WHATEVER the final outcome, we can be proud of England’s World Cup performance.
There is nothing wrong with patriotism, but it is better inclusive than narrow or xenophobic.
The atmosphere so far in the World Cup shows a shared celebration of this festival of the beautiful game.
What a contrast to the narrow defence of national interest adopted by some politicians. The heartless separation of children from their parents by the Trump administration in the United States, in the name of national security, is a prime example. Even though the policy was reversed following an international outcry, the damage has been done and will take months if not years to put right. The UK Home Office has also, at times, shown an astonishing lack of empathy for the problems caused by its aloof and bureaucratic approach, for example its handling of the Windrush debacle.
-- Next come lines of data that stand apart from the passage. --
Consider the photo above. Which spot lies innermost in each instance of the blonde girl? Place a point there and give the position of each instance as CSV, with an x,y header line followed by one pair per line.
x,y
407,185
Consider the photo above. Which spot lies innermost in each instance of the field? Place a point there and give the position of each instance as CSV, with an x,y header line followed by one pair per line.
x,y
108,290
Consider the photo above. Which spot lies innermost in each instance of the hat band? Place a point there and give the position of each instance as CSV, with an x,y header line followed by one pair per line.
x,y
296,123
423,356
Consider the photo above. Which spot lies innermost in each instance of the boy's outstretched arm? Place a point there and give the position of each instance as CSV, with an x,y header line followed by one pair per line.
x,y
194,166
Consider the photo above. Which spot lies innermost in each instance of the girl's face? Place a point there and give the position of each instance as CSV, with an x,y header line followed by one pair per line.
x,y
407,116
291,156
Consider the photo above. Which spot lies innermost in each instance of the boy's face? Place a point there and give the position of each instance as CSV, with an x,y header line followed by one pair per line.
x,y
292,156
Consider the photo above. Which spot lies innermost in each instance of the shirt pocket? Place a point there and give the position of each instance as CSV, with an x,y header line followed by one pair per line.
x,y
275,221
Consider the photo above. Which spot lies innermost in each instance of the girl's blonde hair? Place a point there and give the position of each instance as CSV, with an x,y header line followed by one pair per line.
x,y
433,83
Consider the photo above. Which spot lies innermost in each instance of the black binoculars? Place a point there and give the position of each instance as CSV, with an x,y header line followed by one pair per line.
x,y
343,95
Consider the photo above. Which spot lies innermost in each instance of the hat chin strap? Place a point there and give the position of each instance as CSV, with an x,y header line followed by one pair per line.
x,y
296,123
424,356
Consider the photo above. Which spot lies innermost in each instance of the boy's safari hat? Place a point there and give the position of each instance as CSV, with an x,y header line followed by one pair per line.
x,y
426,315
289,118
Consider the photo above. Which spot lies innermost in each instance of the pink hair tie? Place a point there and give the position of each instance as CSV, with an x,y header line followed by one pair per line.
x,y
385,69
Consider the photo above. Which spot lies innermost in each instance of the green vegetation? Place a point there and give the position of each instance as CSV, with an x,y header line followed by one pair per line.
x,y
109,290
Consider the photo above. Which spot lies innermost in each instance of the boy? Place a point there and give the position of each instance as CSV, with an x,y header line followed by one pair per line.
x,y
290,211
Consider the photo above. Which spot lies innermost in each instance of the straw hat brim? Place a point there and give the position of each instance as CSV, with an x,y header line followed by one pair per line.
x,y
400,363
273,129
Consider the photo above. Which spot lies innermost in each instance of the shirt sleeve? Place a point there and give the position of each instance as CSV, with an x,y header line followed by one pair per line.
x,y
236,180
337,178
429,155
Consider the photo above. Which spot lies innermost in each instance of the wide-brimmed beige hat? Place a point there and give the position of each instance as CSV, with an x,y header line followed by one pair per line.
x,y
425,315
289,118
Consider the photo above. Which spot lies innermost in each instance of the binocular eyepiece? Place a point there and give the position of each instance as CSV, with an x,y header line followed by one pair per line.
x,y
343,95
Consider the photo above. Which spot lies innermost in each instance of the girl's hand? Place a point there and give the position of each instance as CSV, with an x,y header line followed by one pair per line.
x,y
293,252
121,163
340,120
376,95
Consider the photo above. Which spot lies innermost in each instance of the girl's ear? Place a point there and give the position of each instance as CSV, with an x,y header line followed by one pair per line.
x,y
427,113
All countries have the right to protect their borders and to make decisions about who to allow in, but if it is done in a mean-spirited or inhumane way, then the resentment and anguish created threaten the very security such policies are meant to provide. If we lose our humanity, we diminish ourselves and grow weaker at the same time.
It is partly a problem of labels. If we look beyond the labels — for example ‘migrant’ or ‘refugee’ — then we see real people and families who, like the rest of us, have their hopes and dreams and have often made a vital contribution to society, especially in health and social care.
Albert Einstein, Sigmund Freud and Freddie Mercury of Queen all have one thing in common. They were refugees.